Rachel Roday, Graduate Student and Marine Scientist

Rachel transporting a sedated sandbar shark to a respirometer to understand shark metabolism.

My favorite activities are ones that help me connect to nature, such as SCUBA diving, kayaking, and painting landscapes. Even as a child, I spent all of my free time at the beach or obsessing over turtles, so it was no surprise when I decided to pursue marine science as a profession. I obtained my Bachelors of Science in marine science and biological sciences from the University of Delaware where I conducted research on shark respiration and zooplankton behavior. I also completed an internship at Mote Marine Laboratories in Sarasota, Florida examining red tide toxins from Florida beaches.

Currently, I am a graduate student at the University of Texas at Austin Marine Science Institute. Though I have yet to begin my thesis, my research will focus on understanding the role of per- and polyfluoroalkyl substances (PFAS) in marine fishes. PFAS are a group of approximately 4500 manmade chemicals that are water, heat, and oil resistant. They have been found in non-stick pans, fire-fighting foams, stain resistant carpets, and many other common use items and are known carcinogens in humans. Little is known about the impact of these chemicals on marine fishes, so I hope to fill some of this knowledge gap by determining the toxicity of lesser known PFAS compounds and how they might be transferred from parent to offspring. As a scientist, I aim to understand the extent of human impact on biology within the marine ecosystem. In the future, I hope to influence the regulation, product development, and disposal techniques of manmade chemicals such as PFAS, insecticides, sunscreens, and pharmaceuticals in order to protect the environment and ultimately, us humans.
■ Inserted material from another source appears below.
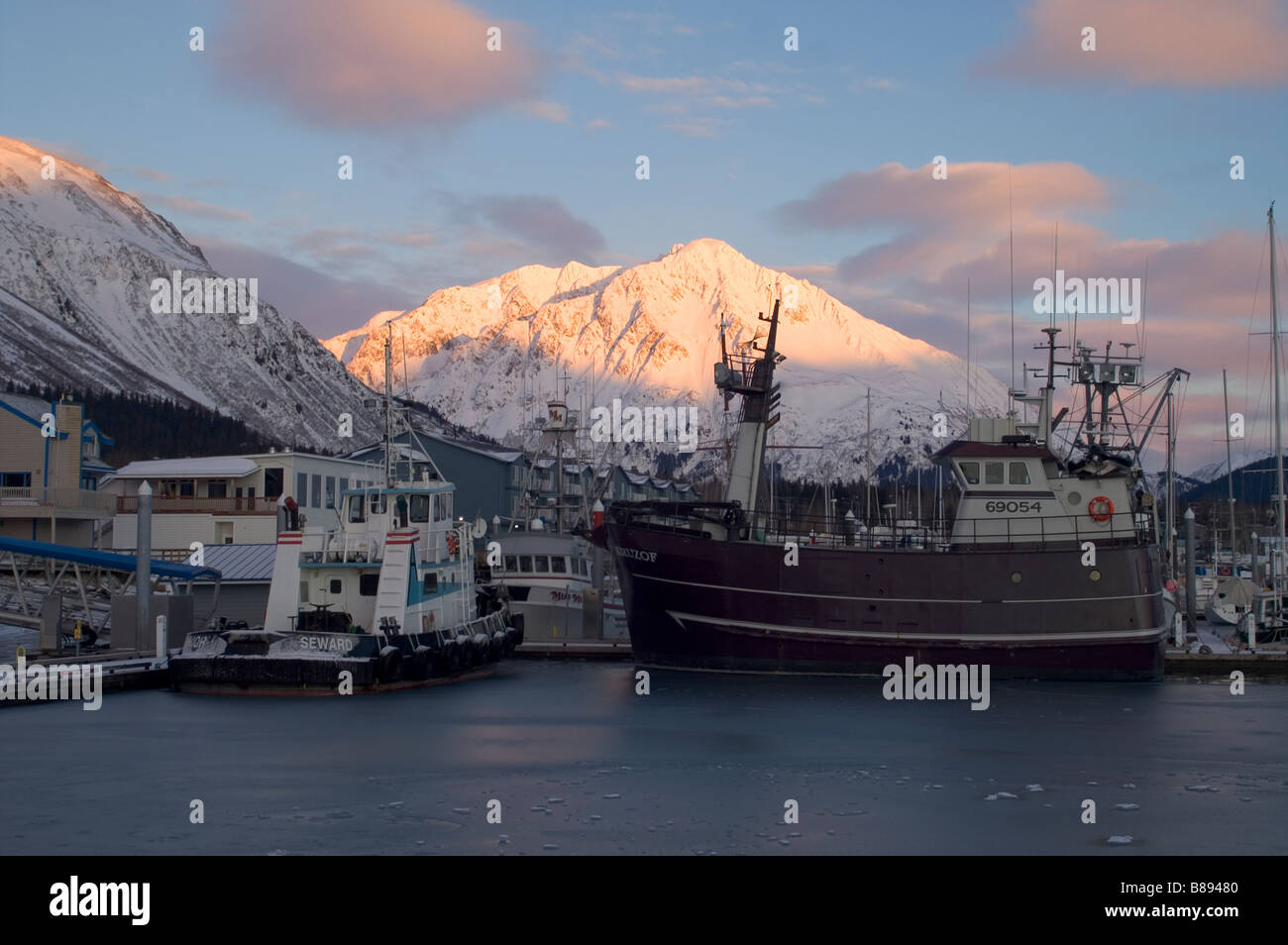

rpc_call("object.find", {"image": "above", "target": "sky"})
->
[0,0,1288,467]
Rachel on a dive in the Florida Keys during her internship at Mote Marine Laboratories

It took me four years of undergraduate classes, several internships, and two wildly different research projects to figure out the specific area that I wanted to focus on in graduate school. In other words, I got really good at figuring out what I didn’t want to pursue. This would be my greatest piece of advice to someone looking to find their way in science or any profession: try out lots of things, as many as you can! Not only does a range in experience bring about a unique perspective, but you never know what one door might open for you later on down the road.

I also suggest that people learn about the science that interests them in their backyard or community. As a Long Island native, this was easy for me because growing up, I was surrounded by beaches. But even learning about the local plant life or stargazing at night can help curate your specific scientific interests. I believe that having a personal and maybe even emotional relationship with nature and science can instill passion that propels you through all of the more tedious and challenging parts of life. Overall, even if science is just a hobby and not a career end-goal, I think it’s important to find ways to make it accessible at home and never be afraid to ask questions!

Rachel aboard a Norwegian research vessel in the Arctic Ocean during the polar night, researching the photobehavior of copepods, a small crustacean.